A shutdown of the giant Smithfield Foods meatpacking plant in Sioux Falls, S.D., reverberated across Midwest farms amid rising concern that slaughterhouses have become crucibles for the spread of coronavirus.
At least 80 people had been sickened, the most concentrated COVID-19 outbreak in South Dakota, by Wednesday. Company executives Thursday decided to close the plant for three days.

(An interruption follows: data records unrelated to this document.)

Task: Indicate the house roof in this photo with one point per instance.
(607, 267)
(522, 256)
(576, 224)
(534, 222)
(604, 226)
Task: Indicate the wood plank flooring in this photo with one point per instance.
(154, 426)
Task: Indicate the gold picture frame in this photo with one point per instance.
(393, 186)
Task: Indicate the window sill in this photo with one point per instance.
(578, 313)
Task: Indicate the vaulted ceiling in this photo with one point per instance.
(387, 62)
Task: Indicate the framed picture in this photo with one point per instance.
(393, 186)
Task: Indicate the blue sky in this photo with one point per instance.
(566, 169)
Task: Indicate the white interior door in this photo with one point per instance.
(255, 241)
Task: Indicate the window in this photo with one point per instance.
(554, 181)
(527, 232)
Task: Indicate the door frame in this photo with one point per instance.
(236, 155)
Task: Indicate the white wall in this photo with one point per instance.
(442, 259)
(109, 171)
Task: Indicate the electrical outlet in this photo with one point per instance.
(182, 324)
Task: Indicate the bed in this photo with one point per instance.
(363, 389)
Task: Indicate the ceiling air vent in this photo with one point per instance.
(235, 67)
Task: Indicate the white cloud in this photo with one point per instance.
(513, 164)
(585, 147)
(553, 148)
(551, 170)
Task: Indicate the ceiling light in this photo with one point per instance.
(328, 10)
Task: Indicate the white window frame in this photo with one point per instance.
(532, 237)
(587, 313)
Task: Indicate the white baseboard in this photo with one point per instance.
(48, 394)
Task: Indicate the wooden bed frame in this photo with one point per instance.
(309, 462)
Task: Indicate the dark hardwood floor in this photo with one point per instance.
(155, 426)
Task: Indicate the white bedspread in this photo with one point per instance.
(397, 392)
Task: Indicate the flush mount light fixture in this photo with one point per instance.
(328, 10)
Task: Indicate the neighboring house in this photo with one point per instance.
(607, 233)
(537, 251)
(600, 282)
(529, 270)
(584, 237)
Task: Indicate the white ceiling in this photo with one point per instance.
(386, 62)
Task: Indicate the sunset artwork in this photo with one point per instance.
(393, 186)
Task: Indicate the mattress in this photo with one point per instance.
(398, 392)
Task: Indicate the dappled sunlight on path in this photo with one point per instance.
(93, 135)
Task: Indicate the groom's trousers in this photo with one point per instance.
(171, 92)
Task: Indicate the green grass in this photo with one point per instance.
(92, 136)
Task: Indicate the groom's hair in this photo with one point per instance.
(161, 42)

While the disruption is a problem for hog farmers, there's no sign yet it will lead to food shortages. Even as Smithfield announced the closure, chief executive Kenneth Sullivan pledged to get the Sioux Falls plant going again.
"As an industry and as a nation, it is imperative that we continue to operate our feed mills, farms, plants and distribution centers," Sullivan said in a statement. "Not operating is not an option. People need to eat."
More than 20,000 pigs are butchered daily at the plant, sourced from farmers in a hog-rich region of the Corn Belt that includes southwest Minnesota, northwest Iowa and South Dakota. About 3,700 people work at the plant, one of the nation's largest pork processing facilities.
It's one of several packers, including a Tyson pork plant in southeast Iowa and a large Cargill beef facility in eastern Pennsylvania, closed because of virus outbreaks among workers.
At the Cargill plant in Hazleton, Pa., there were 164 diagnosed cases of COVID-19, said Wendell Young, president of United Food and Commercial Workers (UFCW) Local 1776, which represents 800 workers there.
"The number that is even scarier is the many more who are sick and waiting for their test results," Young said. He estimated that when the Hazleton plant closed, 150 to 200 people were calling in sick.